Neuroinformatics

, Volume 6, Issue 3, pp 219–227

The NIF LinkOut Broker: A Web Resource to Facilitate Federated Data Integration using NCBI Identifiers

Authors

    • Department of Anesthesiology, Center for Medical InformaticsYale University School of Medicine
  • Giorgio A. Ascoli
    • Center for Neural Informatics, Structure, and Plasticity, Molecular Neuroscience Department, Krasnow Institute for Advanced StudyGeorge Mason University
  • Maryann E. Martone
    • Department of NeurosciencesUniversity of California
  • Gordon M. Shepherd
    • Department of NeurobiologyYale University School of Medicine
  • Perry L. Miller
    • Department of Anesthesiology, Center for Medical InformaticsYale University School of Medicine
    • Department of Molecular, Cellular, and Developmental BiologyYale University School of Medicine
Open AccessArticle

DOI: 10.1007/s12021-008-9025-y

Cite this article as:
Marenco, L., Ascoli, G.A., Martone, M.E. et al. Neuroinform (2008) 6: 219. doi:10.1007/s12021-008-9025-y

Abstract

This paper describes the NIF LinkOut Broker (NLB) that has been built as part of the Neuroscience Information Framework (NIF) project. The NLB is designed to coordinate the assembly of links to neuroscience information items (e.g., experimental data, knowledge bases, and software tools) that are (1) accessible via the Web, and (2) related to entries in the National Center for Biotechnology Information’s (NCBI’s) Entrez system.
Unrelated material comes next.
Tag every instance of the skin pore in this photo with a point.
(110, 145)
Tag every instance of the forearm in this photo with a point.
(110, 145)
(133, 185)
The NLB collects these links from each resource and passes them to the NCBI which incorporates them into its Entrez LinkOut service. In this way, an Entrez user looking at a specific Entrez entry can LinkOut directly to related neuroscience information. The information stored in the NLB can also be utilized in other ways. A second approach, which is operational on a pilot basis, is for the NLB Web server to create dynamically its own Web page of LinkOut links for each NCBI identifier in the NLB database. This approach can allow other resources (in addition to the NCBI Entrez) to LinkOut to related neuroscience information. The paper describes the current NLB system and discusses certain design issues that arose during its implementation.

Keywords

Data integrationEntrez LinkOutGatewayGUIDNeurodatabasesPubMed

Introduction

This paper describes a LinkOut broker that has been built as part of the multi-institutional Neuroscience Information Framework (NIF) project (Gardner et al. 2008), an NIH Neuroscience Blueprint initiative. The goal of the NIF LinkOut Broker (NLB) is to coordinate the assembly of neuroscience information accessible via the Web (e.g., experimental data, knowledge bases, and software tools) that can be linked to entries in the National Center for Biotechnology Information’s (NCBI’s) Entrez system. Each link is associated with an NCBI identifier (ID) which uniquely identifies the Entrez object (e.g., publication, gene, protein) to which it relates.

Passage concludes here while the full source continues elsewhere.